That's fair.  I've included your suggestions in the commit message of
02/03 of a series I just sent but forgot to in reply to this thread:
https://lkml.org/lkml/2019/10/16/1700

Also, I do appreciate the suggestions and understand the value of brainstorming.
-- 
Thanks,
~Nick Desaulniers


Re: AMDGPU and 16B stack alignment

2019-10-16 Thread Arvind Sankar
On Tue, Oct 15, 2019 at 06:51:26PM -0700, Nick Desaulniers wrote:
> On Tue, Oct 15, 2019 at 1:26 PM Arvind Sankar  wrote:
> >
> > On Tue, Oct 15, 2019 at 11:05:56AM -0700, Nick Desaulniers wrote:
> > > Hmmm...I would have liked to remove it outright, as it is an ABI
> > > mismatch that is likely to result in instability and non-fun-to-debug
> > > runtime issues in the future.  I suspect my patch does work for GCC
> > > 7.1+.  The question is: Do we want to either:
> > > 1. mark AMDGPU broken for GCC < 7.1, or
> > > 2. continue supporting it via stack alignment mismatch?
> > >
> > > 2 is brittle, and may break at any point in the future, but if it's
> > > working for someone it does make me feel bad to outright disable it.
> > > What I'd image 2 looks like is (psuedo code in a Makefile):
> > >
> > > if CC_IS_GCC && GCC_VERSION < 7.1:
> > >   set stack alignment to 16B and hope for the best
> > >
> > > So my diff would be amended to keep the stack alignment flags, but
> > > only to support GCC < 7.1.  And that assumes my change compiles with
> > > GCC 7.1+. (Looks like it does for me locally with GCC 8.3, but I would
> > > feel even more confident if someone with hardware to test on and GCC
> > > 7.1+ could boot test).
> > > --
> > > Thanks,
> > > ~Nick Desaulniers
> >
> > If we do keep it, would adding -mstackrealign make it more robust?
> > That's simple and will only add the alignment to functions that require
> > 16-byte alignment (at least on gcc).
> 
> I think there's also `-mincoming-stack-boundary=`.
> https://github.com/ClangBuiltLinux/linux/issues/735#issuecomment-540038017

Yes, but -mstackrealign looks like it's supported by clang as well.
> 
> >
> > Alternative is to use
> > __attribute__((force_align_arg_pointer)) on functions that might be
> > called from 8-byte-aligned code.
> 
> Which is hard to automate and easy to forget.  Likely a large diff to fix 
> today.

Right, this is a no-go, esp to just fix old compilers.
> 
> >
> > It looks like -mstackrealign should work from gcc 5.3 onwards.
> 
> The kernel would generally like to support GCC 4.9+.
> 
> There's plenty of different ways to keep layering on duct tape and
> bailing wire to support differing ABIs, but that's just adding
> technical debt that will have to be repaid one day.  That's why the
> cleanest solution IMO is mark the driver broken for old toolchains,
> and use a code-base-consistent stack alignment.  Bending over
> backwards to support old toolchains means accepting stack alignment
> mismatches, which is in the "unspecified behavior" ring of the
> "undefined behavior" Venn diagram.  I have the same opinion on relying
> on explicitly undefined behavior.
> 
> I'll send patches for fixing up Clang, but please consider my strong
> advice to generally avoid stack alignment mismatches, regardless of
> compiler.
> --
> Thanks,
> ~Nick Desaulniers

What I suggested was in reference to your proposal for dropping the
-mpreferred-stack-boundary=4 for modern compilers, but keeping it for
<7.1. -mstackrealign would at least let 5.3 onwards be less likely to
break (and it doesn't error before then, I think it just doesn't
actually do anything, so no worse than now at least).

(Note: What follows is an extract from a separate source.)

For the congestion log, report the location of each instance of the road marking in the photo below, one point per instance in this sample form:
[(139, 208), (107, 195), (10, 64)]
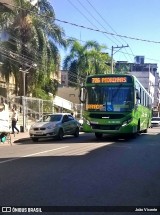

Simply dropping support for <7.1 would be cleanest, yes, but it sounds
like people don't want to go that far.


Re: AMDGPU and 16B stack alignment

2019-10-15 Thread Nick Desaulniers
On Tue, Oct 15, 2019 at 1:26 PM Arvind Sankar  wrote:
>
> On Tue, Oct 15, 2019 at 11:05:56AM -0700, Nick Desaulniers wrote:
> > Hmmm...I would have liked to remove it outright, as it is an ABI
> > mismatch that is likely to result in instability and non-fun-to-debug
> > runtime issues in the future.  I suspect my patch does work for GCC
> > 7.1+.  The question is: Do we want to either:
> > 1. mark AMDGPU broken for GCC < 7.1, or
> > 2. continue supporting it via stack alignment mismatch?
> >
> > 2 is brittle, and may break at any point in the future, but if it's
> > working for someone it does make me feel bad to outright disable it.
> > What I'd image 2 looks like is (psuedo code in a Makefile):
> >
> > if CC_IS_GCC && GCC_VERSION < 7.1:
> >   set stack alignment to 16B and hope for the best
> >
> > So my diff would be amended to keep the stack alignment flags, but
> > only to support GCC < 7.1.  And that assumes my change compiles with
> > GCC 7.1+. (Looks like it does for me locally with GCC 8.3, but I would
> > feel even more confident if someone with hardware to test on and GCC
> > 7.1+ could boot test).
> > --
> > Thanks,
> > ~Nick Desaulniers
>
> If we do keep it, would adding -mstackrealign make it more robust?
> That's simple and will only add the alignment to functions that require
> 16-byte alignment (at least on gcc).

I think there's also `-mincoming-stack-boundary=`.
https://github.com/ClangBuiltLinux/linux/issues/735#issuecomment-540038017

>
> Alternative is to use
> __attribute__((force_align_arg_pointer)) on functions that might be
> called from 8-byte-aligned code.

Which is hard to automate and easy to forget.  Likely a large diff to fix today.

>
> It looks like -mstackrealign should work from gcc 5.3 onwards.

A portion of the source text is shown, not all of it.